Victims of the tribal clashes that resulted from the 1992 general elections in Lugari Sub County have urged the electorates not to elect leaders who promote division and chaos as we head towards this year’s August general election.

Led by their chairman, Jotham Wanjala, the victims who were flashed from their farms in Rift Valley claimed they lost their property during 1992 ethnic skirmishes and that they would not want leaders who are war mongers in pursuit of their selfish gains while the majority poor are suffering.

The victims' leaders during a meeting held at Spring Park in Lugari
The victims’ leaders during a meeting held at Spring Park in Lugari

They said Kenyans should live where they are peacefully and that they are free to elect leaders they feel can bring development in areas of residence.

“What we ask as election date nears is that those people who like destroying people’s property should change their minds, politics is all about development not vandalism as it happened in the year 1992 and 2007,” said Wanjala.

He said different communities now living in Lugari Sub-County should be allowed to coexist peacefully not avoid seeds of division that can be promoted by certain self-seeking political leaders.

“Here we have representatives from different Kenyan communities and in one voice we support the government development plans but we denounce political leaders who promote division,” Wanjala said

Reuben Muhambe, group member, reiterated that Kenya is a democratic country and everyone has the right to choose leaders whom they think can drive their development agenda without any form of intimidation whatsoever.

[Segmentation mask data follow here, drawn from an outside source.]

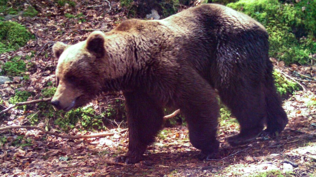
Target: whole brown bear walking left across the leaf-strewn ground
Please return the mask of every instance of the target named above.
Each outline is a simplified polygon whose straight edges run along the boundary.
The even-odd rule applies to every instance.
[[[287,115],[276,93],[268,56],[268,33],[252,18],[204,4],[163,20],[126,20],[88,39],[56,43],[58,88],[52,105],[68,111],[101,92],[123,91],[129,145],[116,160],[137,163],[163,123],[163,108],[180,109],[201,158],[213,158],[216,91],[240,123],[231,145],[281,132]]]

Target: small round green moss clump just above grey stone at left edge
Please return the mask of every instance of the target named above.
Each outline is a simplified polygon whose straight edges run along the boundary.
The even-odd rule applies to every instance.
[[[20,57],[14,57],[5,62],[2,70],[1,74],[7,76],[21,76],[23,72],[27,71],[26,64]]]

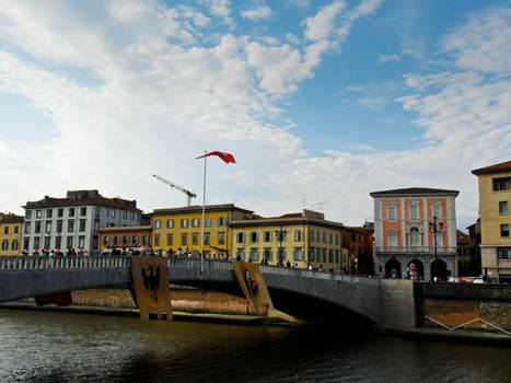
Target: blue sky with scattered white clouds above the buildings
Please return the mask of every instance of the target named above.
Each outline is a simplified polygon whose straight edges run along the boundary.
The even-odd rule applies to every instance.
[[[0,211],[98,189],[350,225],[369,193],[511,160],[511,3],[0,0]]]

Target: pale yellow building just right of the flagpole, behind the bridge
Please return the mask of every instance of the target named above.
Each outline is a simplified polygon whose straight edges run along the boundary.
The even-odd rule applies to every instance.
[[[341,223],[323,213],[303,210],[275,218],[233,221],[232,254],[244,260],[269,265],[298,264],[325,270],[341,268]]]

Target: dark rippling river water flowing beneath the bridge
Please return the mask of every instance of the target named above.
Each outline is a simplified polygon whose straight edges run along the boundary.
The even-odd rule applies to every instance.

“We condemn chaos, tribalism in anything that can divide Kenyans in this year’s general election,” said Muhambe.

Anthony Amakaka, member, called on the youths  also to shun leaders who would want to misuse them to cause chaos.

He asked them to support leaders who support development and preach harmony during their search for votes.

“We should avoid leaders who promote hatred but embrace those who show how to end poverty in communities,” Amakaka said.